SHANGHAI (Reuters) – A Chinese support group is practicing near Taiwan and such exercises will be regular, the Chinese navy said late Monday in a further increase in tensions near the island that Beijing claims is its sovereign territory.

FILE PHOTO: China’s aircraft carrier Liaoning departs from Hong Kong, China on 11 July 2017. REUTERS / Bobby Yip / File Photo

Taiwan has been complaining in recent months about an increase in Chinese military activity in the area as China intensifies efforts to assert its sovereignty over the democratically governed island.

The Chinese navy said the carrier group, led by Liaoning, the country’s first actively engaged aircraft carrier, was conducting ‘routine’ exercises in the waters near Taiwan.

The aim is to “improve its ability to protect national sovereignty, security and development interests”, he said.

“Similar exercises will be carried out regularly in the future,” the navy added without expanding.

China’s statement follows the Taiwanese Ministry of Defense, which on Monday announced a new invasion by China’s air force into the island’s air defense identification zone.

Taiwan’s Defense Ministry said it had a “full understanding” of the situation in the air and at sea around Taiwan and that it was “handling the matter properly”.

The Japanese Ministry of Defense said on Sunday that Liaoning, accompanied by five escort ships, crossed Miyako Strait on its way to the Pacific Ocean.

In China’s widely read Global Times, published by the ruling Communist Party’s People’s Daily, it was noted that Nanchang, the first of a powerful new fleet of Type 055 destroyers to enter service last year, was part of the carrier group.

“The combination of aircraft carriers and Type 055 large destroyers will become a standard configuration of task forces for Chinese aircraft carriers in the future,” he added.

The Liaoning and its sister ship Shandong had previously drilled or sailed near Taiwan.

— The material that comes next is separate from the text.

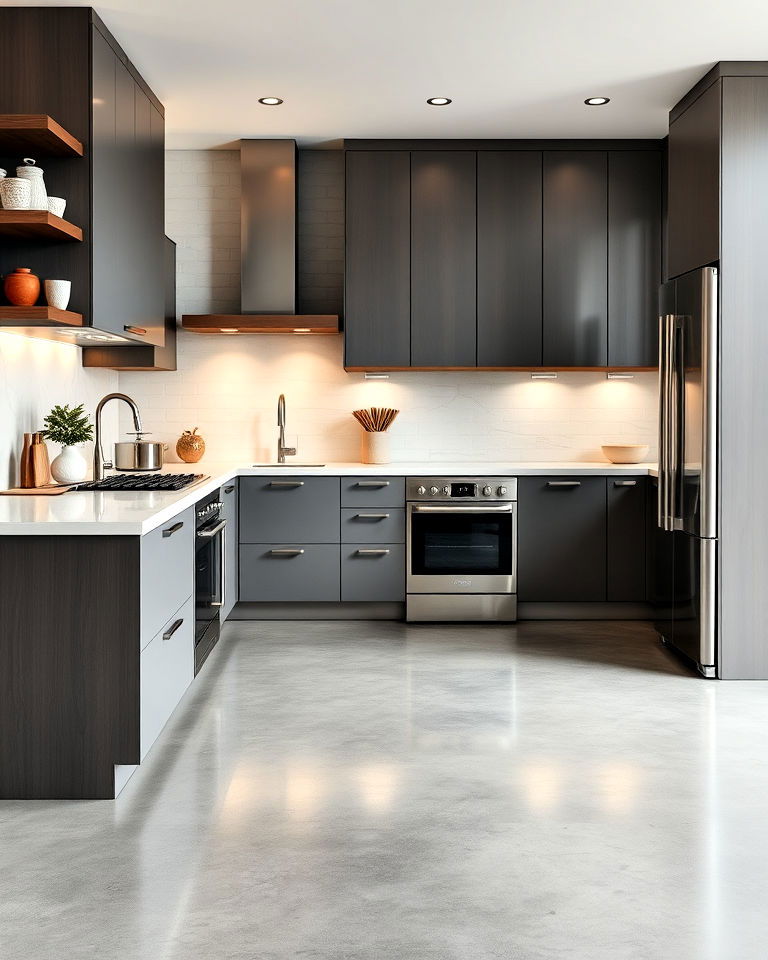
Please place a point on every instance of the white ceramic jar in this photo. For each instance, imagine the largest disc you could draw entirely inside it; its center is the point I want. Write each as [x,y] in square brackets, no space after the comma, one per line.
[34,174]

In December 2019, shortly before the presidential and parliamentary elections in Taiwan, Shandong sailed through the sensitive Strait of Taiwan, a move condemned by Taiwan in an attempt to intimidate.

Taiwan is China’s most sensitive area issue and a potential military hotspot. China has never renounced the use of force to bring the island under its control.

Taiwan’s president, Tsai Ing-wen, oversees an overhaul of the island’s military island and introduces new equipment such as a carrier killer hide-and-seek corvettes.